Thursday, February 10

The Louvre

We give the Grand Dame a full day. I am pained to acknowledge that despite my visits to Paris I have not been to the Louvre once though within walking distance of my hotel. In fact the last time I was here, I believe, 1989 when my family on a lay-over en route to Africa. I was so jet-lagged I could not see straight let alone contemplate the enormity of the museum - 35,000 objects from prehistory to the 19th century exhibited over an area of 60,600 square metres.


My photo taken from the Egyptian collection on the fourth floor. In 1983, French President François Mitterrand proposed the Grand Louvre plan to renovate the building and relocate the Finance Ministry, allowing displays throughout the building. Architect I. M. Pei proposed the glass pyramid which stands over the new main entrance of the main court, the Cour Napoléon. The pyramid and its underground lobby inaugurated October 15, 1988. The second phase of the Grand Louvre plan, La Pyramide Inversée, was completed in 1993.

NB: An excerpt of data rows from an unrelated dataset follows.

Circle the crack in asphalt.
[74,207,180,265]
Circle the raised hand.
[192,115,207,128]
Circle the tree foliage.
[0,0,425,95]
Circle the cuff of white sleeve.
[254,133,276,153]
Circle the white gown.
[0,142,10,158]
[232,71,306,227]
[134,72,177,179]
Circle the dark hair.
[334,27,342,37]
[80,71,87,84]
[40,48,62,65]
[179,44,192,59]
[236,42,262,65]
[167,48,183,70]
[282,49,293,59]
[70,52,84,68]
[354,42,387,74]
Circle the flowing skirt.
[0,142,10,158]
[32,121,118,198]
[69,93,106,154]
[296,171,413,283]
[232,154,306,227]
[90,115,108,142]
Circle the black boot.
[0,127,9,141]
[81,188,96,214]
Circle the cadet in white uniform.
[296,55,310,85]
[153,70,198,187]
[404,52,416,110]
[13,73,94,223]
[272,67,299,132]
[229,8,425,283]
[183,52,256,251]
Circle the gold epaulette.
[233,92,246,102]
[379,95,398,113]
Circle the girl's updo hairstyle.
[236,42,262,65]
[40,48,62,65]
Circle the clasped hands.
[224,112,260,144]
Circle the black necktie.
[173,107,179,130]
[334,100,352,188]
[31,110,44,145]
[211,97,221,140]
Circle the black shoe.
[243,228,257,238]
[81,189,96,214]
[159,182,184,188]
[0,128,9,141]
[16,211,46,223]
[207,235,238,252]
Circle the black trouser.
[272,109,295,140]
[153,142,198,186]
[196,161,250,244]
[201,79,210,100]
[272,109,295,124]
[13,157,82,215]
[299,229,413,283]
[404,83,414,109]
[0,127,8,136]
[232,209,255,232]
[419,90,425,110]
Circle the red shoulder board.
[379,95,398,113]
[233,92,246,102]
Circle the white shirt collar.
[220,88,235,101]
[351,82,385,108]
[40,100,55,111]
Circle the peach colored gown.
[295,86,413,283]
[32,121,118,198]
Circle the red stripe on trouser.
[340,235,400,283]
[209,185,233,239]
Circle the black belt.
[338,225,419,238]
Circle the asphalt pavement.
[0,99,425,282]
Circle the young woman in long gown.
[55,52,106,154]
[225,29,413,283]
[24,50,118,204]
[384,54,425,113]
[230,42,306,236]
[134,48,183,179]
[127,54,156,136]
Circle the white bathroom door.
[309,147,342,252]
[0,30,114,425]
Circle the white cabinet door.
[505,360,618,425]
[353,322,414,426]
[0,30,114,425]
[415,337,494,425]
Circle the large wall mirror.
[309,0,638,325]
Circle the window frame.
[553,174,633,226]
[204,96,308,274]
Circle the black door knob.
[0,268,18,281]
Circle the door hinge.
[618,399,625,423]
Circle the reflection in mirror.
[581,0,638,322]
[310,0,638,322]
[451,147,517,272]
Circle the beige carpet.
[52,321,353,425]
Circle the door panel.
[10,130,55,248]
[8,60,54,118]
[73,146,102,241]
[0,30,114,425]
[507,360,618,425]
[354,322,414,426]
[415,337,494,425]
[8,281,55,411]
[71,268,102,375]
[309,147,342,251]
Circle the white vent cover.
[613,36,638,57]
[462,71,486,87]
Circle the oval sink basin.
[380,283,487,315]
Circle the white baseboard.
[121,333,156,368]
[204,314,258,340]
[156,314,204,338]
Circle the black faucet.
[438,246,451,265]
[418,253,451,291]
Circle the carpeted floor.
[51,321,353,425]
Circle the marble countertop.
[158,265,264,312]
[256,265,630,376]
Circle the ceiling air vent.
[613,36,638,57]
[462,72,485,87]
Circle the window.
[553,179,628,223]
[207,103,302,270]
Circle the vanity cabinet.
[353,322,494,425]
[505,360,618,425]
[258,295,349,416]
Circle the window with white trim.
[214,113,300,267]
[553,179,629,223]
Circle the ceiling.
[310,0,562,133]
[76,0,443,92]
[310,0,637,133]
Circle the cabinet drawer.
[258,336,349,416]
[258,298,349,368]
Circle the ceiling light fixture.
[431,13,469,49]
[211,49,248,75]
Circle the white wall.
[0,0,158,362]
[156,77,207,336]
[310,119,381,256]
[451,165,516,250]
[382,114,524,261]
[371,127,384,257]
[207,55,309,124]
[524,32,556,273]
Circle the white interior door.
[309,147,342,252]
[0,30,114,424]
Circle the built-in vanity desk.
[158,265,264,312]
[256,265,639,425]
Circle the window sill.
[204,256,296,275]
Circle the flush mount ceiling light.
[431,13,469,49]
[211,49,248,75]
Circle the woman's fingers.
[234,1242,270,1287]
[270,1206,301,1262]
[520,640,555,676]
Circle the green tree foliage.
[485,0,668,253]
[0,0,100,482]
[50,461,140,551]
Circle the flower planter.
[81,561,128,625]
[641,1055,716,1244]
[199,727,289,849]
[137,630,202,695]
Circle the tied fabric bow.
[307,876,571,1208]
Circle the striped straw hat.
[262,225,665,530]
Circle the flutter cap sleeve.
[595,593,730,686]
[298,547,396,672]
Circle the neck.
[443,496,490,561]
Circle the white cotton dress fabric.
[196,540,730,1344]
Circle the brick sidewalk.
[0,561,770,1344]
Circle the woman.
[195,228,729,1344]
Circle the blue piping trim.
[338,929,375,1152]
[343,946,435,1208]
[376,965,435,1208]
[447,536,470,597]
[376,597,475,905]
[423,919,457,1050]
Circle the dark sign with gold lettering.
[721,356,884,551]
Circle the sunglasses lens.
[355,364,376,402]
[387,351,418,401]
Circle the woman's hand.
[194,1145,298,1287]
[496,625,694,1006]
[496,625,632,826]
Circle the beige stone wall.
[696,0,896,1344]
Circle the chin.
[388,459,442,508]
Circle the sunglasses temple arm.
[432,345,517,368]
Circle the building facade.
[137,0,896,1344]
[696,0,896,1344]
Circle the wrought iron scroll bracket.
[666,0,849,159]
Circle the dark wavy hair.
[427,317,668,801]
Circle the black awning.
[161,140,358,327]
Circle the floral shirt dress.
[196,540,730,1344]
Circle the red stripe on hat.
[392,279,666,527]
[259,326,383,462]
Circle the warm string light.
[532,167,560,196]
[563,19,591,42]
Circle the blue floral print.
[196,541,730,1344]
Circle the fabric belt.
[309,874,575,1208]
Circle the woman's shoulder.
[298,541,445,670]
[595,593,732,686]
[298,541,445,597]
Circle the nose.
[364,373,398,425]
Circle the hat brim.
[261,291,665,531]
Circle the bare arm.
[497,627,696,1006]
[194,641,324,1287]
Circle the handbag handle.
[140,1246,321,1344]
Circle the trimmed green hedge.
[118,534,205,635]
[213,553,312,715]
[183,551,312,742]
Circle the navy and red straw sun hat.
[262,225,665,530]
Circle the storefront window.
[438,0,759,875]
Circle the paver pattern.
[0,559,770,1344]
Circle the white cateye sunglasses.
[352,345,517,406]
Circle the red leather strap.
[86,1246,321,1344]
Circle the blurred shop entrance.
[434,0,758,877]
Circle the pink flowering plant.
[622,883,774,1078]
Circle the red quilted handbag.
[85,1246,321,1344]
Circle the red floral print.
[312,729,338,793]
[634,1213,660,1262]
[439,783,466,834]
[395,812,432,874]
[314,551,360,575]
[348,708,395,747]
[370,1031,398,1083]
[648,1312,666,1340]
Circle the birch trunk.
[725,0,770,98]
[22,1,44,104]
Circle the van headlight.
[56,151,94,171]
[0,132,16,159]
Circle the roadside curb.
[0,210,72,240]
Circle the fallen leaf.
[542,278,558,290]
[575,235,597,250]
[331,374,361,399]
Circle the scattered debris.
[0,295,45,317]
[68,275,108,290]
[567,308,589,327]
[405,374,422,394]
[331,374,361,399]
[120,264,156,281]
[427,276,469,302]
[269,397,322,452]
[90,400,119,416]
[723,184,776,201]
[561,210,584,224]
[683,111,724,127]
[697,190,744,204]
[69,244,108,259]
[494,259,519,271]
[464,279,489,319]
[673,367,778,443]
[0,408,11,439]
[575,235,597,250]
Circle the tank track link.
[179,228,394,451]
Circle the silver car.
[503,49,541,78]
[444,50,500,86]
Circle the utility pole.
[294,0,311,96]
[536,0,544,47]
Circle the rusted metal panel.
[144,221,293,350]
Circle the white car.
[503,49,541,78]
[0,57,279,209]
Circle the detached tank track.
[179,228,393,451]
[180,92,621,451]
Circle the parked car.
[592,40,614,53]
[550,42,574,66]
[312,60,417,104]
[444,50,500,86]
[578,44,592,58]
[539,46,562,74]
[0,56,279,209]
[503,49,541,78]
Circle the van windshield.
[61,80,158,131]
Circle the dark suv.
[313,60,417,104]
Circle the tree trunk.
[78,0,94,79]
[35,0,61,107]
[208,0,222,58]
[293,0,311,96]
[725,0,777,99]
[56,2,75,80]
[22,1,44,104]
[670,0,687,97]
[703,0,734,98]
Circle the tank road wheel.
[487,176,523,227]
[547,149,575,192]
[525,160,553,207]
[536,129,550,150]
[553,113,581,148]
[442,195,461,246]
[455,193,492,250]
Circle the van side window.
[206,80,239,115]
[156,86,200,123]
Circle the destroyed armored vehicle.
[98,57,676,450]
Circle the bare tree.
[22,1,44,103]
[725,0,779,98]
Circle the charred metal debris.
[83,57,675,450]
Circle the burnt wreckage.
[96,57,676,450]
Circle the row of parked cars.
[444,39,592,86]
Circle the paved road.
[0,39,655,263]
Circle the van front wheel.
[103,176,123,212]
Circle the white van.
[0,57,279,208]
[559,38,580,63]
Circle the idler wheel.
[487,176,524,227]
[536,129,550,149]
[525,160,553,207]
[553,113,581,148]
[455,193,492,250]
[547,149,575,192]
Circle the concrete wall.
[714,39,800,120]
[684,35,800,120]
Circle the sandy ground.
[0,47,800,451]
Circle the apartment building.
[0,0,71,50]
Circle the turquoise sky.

Sonnet and I focus on the Vermiers - two of his 26 existing paintings here - and the Italian Renaissance with extra attention to El Greco, Bertolucci, and da Vinci. I see the Mona Lisa which is now in a protective bullet proof casing and a guard rail of ten feet. The first time I saw her, in 1984, she was unprotected. During World War II, the painting was removed from the Louvre and taken safely, first to Château d'Amboise, then to the Loc-Dieu Abbey and Château de Chambord, then finally to the Ingres Museum in Montauban. And now there she is, 500 years after Leonardo painted her, looking at us strangely and us none the wiser.